Once considered cranky, the idea is climbing up the political agendaby Stewart Lansley / January 6, 2017 / Leave a comment
On 1st January, Finland’s experiment in universal basic income (UBI) began. A random sample of 2,000 citizens currently receiving unemployment benefit are being given a guaranteed and unconditional €560 (£477) a month for the next two years. The amount will be deducted from any benefits they already receive but crucially, they will continue to get the sum even if they find work. The Finnish government hopes this experiment, which may be expanded to other low-income groups such as freelancers and small-scale entrepreneurs, will cut red tape, reduce poverty and boost employment.

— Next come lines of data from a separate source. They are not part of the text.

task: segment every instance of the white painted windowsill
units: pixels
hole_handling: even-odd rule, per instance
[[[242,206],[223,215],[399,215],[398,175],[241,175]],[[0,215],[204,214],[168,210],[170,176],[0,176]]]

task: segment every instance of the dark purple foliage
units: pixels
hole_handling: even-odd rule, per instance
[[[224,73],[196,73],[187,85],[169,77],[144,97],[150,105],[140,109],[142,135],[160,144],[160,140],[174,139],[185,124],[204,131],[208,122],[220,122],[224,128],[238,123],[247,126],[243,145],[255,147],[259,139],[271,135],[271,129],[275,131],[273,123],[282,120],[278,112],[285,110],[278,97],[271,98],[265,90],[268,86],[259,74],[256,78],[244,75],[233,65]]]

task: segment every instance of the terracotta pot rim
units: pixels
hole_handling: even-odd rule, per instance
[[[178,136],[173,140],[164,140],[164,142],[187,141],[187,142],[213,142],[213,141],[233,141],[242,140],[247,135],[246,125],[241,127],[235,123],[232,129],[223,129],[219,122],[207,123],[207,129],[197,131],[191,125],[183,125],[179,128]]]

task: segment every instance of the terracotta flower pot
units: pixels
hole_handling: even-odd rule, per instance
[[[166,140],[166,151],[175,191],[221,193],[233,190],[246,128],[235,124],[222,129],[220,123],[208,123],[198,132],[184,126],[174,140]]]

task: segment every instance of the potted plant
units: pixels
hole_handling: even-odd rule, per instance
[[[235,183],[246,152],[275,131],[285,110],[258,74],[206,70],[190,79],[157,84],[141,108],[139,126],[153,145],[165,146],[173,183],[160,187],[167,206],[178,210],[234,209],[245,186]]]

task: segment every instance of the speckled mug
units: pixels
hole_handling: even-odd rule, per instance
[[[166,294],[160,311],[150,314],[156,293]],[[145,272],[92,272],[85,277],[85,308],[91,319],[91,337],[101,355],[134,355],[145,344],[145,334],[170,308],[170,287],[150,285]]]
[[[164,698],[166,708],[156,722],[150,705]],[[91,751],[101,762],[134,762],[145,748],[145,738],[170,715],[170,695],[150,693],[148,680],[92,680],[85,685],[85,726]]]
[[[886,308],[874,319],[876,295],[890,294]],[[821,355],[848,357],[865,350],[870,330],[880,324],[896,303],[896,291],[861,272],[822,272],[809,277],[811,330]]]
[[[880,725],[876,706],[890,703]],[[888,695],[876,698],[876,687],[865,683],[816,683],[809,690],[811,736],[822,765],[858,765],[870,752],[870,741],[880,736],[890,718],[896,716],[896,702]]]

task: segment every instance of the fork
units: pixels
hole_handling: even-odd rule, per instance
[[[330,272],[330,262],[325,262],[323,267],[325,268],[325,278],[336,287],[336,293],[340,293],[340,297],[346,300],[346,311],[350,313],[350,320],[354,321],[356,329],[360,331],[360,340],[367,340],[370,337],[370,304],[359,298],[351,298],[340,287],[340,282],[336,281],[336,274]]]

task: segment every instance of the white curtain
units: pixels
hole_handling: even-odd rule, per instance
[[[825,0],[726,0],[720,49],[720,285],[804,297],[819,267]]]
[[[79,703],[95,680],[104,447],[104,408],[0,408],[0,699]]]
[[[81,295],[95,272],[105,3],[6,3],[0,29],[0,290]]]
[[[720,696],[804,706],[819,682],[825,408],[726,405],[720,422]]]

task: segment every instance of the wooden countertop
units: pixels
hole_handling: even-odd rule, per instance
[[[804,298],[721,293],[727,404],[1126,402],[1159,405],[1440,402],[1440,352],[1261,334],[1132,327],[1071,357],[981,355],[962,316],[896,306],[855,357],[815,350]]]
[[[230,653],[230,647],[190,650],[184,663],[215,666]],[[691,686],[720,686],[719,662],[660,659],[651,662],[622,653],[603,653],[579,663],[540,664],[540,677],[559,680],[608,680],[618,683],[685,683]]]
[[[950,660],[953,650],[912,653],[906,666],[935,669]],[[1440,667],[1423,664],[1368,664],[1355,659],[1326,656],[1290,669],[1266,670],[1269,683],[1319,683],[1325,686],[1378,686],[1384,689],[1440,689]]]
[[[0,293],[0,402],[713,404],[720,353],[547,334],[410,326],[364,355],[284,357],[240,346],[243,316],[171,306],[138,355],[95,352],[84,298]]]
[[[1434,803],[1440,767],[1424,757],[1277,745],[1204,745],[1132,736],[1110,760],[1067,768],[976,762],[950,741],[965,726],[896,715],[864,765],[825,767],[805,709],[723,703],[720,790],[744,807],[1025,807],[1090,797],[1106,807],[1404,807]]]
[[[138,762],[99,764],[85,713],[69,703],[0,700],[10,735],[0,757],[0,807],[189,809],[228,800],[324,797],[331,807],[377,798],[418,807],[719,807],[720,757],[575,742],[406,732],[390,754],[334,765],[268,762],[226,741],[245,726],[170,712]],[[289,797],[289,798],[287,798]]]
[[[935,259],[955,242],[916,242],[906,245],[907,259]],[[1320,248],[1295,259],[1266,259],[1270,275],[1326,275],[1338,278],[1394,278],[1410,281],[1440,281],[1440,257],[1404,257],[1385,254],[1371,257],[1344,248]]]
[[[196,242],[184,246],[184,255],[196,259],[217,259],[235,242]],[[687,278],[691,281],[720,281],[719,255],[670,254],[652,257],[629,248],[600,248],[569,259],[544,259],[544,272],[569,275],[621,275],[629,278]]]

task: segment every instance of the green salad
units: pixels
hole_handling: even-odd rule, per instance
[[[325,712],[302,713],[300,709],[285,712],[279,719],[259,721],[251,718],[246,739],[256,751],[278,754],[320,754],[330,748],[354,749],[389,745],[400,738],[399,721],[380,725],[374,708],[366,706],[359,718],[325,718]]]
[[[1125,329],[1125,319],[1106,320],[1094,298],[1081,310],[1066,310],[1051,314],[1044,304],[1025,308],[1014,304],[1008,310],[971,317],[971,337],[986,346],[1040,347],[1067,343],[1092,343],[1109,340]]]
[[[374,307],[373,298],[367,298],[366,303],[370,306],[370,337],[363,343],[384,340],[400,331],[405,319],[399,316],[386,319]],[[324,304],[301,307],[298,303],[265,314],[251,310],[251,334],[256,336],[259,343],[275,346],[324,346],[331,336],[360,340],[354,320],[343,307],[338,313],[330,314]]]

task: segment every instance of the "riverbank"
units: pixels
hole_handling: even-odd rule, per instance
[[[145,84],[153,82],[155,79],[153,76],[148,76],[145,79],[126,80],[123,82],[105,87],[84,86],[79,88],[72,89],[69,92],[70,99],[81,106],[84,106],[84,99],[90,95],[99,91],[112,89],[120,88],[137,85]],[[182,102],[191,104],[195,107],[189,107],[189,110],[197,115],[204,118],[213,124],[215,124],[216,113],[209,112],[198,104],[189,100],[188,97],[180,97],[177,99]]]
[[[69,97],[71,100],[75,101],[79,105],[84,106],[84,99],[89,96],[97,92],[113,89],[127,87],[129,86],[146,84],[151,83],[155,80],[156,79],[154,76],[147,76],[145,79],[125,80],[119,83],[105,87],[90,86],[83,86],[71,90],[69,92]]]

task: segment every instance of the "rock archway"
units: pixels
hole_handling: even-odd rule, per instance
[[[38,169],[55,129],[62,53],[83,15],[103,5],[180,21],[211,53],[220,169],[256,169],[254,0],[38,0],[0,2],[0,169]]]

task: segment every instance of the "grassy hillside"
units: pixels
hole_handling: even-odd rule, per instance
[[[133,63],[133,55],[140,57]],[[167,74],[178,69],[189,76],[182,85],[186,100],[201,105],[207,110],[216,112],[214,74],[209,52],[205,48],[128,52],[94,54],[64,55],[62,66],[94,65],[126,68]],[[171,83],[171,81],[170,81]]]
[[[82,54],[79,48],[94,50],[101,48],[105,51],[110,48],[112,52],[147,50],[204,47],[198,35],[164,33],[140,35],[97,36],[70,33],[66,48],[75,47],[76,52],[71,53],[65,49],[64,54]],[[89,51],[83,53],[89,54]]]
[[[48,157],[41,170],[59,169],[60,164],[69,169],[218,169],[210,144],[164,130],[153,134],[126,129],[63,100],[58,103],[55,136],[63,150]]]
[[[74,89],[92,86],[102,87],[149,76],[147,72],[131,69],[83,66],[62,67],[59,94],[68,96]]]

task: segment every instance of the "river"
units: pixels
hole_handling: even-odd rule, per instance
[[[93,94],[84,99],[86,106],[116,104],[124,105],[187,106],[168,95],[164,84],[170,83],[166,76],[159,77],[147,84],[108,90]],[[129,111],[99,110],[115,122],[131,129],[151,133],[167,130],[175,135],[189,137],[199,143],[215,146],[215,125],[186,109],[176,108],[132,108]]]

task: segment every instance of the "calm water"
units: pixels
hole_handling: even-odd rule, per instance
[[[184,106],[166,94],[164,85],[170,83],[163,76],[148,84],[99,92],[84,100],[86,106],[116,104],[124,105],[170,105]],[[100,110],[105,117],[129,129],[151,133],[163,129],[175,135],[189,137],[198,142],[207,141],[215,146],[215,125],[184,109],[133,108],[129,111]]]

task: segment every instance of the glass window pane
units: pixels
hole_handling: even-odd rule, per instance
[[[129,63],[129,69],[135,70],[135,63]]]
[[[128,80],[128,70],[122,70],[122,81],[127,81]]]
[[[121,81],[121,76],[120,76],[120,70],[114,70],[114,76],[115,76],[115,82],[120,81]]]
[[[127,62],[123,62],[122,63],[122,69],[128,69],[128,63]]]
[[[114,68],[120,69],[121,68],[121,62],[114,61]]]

Support for UBI is gathering pace. Other trials are also being planned by governments and local authorities in Utrecht in the Netherlands, Ontario in Canada and some parts of France. In the United States, Silicon Valley incubator Y Combinator is preparing to launch a private test run in Oakland, California. Over the course of a year, between 30 and 50 citizens are to be given a monthly income of $1,500-$2,000, at a total cost of some $1.5m.
Scotland could also be about to join the club, with the councils of Fife and Glasgow considering trials. Even 18 months ago, the idea of a UBI was widely viewed as pretty cranky. Now it is climbing up the political agenda. In mid-January, the House of Commons Work and Pensions Committee is holding an oral session on the idea.
The mounting interest is being driven by two key factors. First, disruptive economic change. For a growing proportion of the workforce, job opportunities have become much more fragile, with rising numbers trapped in low-paid, low-satisfaction and insecure employment. Although expert opinion is divided on the full impact of the new machine age, advances in robotisation and artificial intelligence will unleash widespread upheaval.